Que Gilles Rapaport soit également l'auteur de l'illustration est capital. Ici rien n'est laissé dans l'ombre, tout est dit avec force : non pas un témoignage de plus, après d'autres, mais une manière singulière de proférer une vérité, en redoublant le pouvoir des mots par la brutalité des traits noirs appuyés qui cernent les visages et les corps et dressent la tour du four crématoire sur un ciel désespéré.
Les jeunes lecteurs auront, avec cet album, un exemple particulièrement éloquent de la consubstantialité du texte et de l'illustration. Page 16, par exemple, le portrait de profil d'un chef hurlant, plus terrible que le chien loup à droite et en regard, est parfaitement en accord avec le texte : "les coups lui cassent le dos. Il ne sait plus qui crie, qui aboie...". Après le rougeoiement dramatique de la couverture, la palette des couleurs se réduit au noir, au blanc et au bleu. Mais la densité que donne aux lettres blanches du texte le fond noir de la page, le renversement qui s'opère ailleurs, lettres noires sur page blanche, l'envahissement de la double page par le trop plein du dessin, tout, jusqu'aux blancs d'un texte fractionné en versets, participe d'une mise en scène lyrique de l'émotion, de la colère à l'amour. Jusqu'au silence de la dernière page, silhouette noire figée dans le souvenir de ce qui se passa au delà du portail conservé d'Auschwitz, tout fait de cet album une sorte d'oratorio. Une manière originale en tout cas de dire l'indicible.

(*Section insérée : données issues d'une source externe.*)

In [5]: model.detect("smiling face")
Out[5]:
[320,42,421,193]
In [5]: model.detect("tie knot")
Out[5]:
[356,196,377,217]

Pour montrer comment le contexte émotionnel est ici porté par un réseau de signes, on suivra dans l'écrit et l'illustration le développement de la métaphore des "ténèbres", depuis le noir des costumes des juifs et des uniformes nazis jusqu'à la phrase finale "Grand'mère rattrapée par la nuit...", et le jeu des oppositions (avec le bleu du départ vers Paris et de l'uniforme choisi, avec le blanc de la naissance et de la renaissance, dans les premières et dans les dernières pages).